Zinoviy Rukinglaz’s parents Isrul Rukinglaz and Esther Rukinglaz

My parents Isrul and Esther Rukinglaz photographed on their wedding day in a photo shop in Kherson in 1910. They are very beautiful: my father has fair curly hair. My mother is a black-haired and black-eyed beauty. They are nicely dressed: my father is wearing a nice 3-piece suit and my mother is wearing a snow-white gown and has a purse.

My father Israel Rukinglaz was born in 1881. My father told me that he had fair hair, when a child. He looked like grandfather Zelik. At the age of 4 my father went to cheder where he got a Jewish education, and his educational course ended, when he turned 10 years old. My father became an apprentice of a popular tailor in Kherson. My father happened to be a gifted apprentice, and soon he began to assist the tailor. When he turned 15, he already had his own clientele. My father designed and made clothes. At the age of 16 he made a coat for the wife of Kherson governor, and from then on the town's elite ordered their clothes from him. My father made men's and women's clothes. On Saturday my father sang at the synagogue of craftsmen: he had a strong voice and good ear.

In the early 20th century, when the revolutionary ideas seized over workers and craftsmen, my father also joined the advanced proletariat. Though he earned well and was not poor, he was attracted like many other Jewish young people by the ideas of equality and fraternity of all people propagated by the Bolsheviks. In 1905 there were riots in Kherson. My father organized and headed a riot of craftsmen. Fortunately for him, he didn’t suffer during this period. After 1905 my father continued his work as a tailor. He didn’t join the Bolshevik Party, but he didn’t give up his revolutionary convictions. My father was a very good designer and was awarded the title of Hero of Labor; I remember the ribbon with the award pinned to it.

My mother Esther was born in 1888. She received an elementary Jewish education. She studied 4 years in a Jewish school. My mother could read and write in Yiddish, knew prayers in Hebrew and could read the Torah a little. She told me that grandfather Leizer taught her Hebrew and prayers. My mother was a sickly child and her parents didn't train her in any crafts. She was helping my grandmother about the house. My parents got married in 1910. I often look at their wedding photograph made in one of best photo shops in Kherson. They are wearing rich fancy clothes. They had a traditional Jewish wedding according to all rules: they stood under the chuppah in the biggest and most beautiful synagogue of the town.
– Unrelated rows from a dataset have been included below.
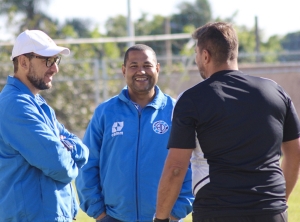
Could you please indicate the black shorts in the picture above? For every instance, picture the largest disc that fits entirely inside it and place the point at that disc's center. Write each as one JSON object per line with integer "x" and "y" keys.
{"x": 281, "y": 217}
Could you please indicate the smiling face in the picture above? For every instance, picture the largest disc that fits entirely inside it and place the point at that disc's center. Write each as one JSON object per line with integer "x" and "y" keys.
{"x": 38, "y": 76}
{"x": 141, "y": 73}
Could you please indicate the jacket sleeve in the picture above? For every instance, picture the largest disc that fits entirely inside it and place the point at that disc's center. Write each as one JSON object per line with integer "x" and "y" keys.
{"x": 88, "y": 182}
{"x": 79, "y": 151}
{"x": 26, "y": 131}
{"x": 183, "y": 205}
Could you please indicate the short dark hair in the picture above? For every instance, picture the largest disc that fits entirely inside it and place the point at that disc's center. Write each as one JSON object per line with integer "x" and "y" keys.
{"x": 139, "y": 47}
{"x": 219, "y": 39}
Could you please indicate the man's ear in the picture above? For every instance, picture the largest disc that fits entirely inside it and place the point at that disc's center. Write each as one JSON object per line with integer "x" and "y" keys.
{"x": 23, "y": 62}
{"x": 206, "y": 56}
{"x": 123, "y": 70}
{"x": 158, "y": 68}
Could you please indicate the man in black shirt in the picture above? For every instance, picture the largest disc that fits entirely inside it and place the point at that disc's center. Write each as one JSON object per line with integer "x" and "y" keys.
{"x": 242, "y": 123}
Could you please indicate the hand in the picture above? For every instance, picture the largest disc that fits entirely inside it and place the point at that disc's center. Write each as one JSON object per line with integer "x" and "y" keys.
{"x": 101, "y": 216}
{"x": 173, "y": 218}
After the wedding my parents rented an apartment in a house in Spartakovskaya Street near the market in the center of the town. In 1911 my mother gave birth to twins, but they died in infancy. My mother didn't have children for few years. She fell ill with tuberculosis. At that time WWI began. Fortunately, my father had a 'white card' [Editor's note: this was a release from service in the tsarist army before the revolution of 1917 issued by a medical commission that determined whether a young man was fit for military service], due to his poor sight. However, this didn't prevent him from working from dawn till night: my mother needed lots of medications and my father had to earn well to pay for them. Since my father made clothes for the town leadership, he managed to have my mother taken to a good hospital and she had all necessary medications that enabled her to set on her way to recovery.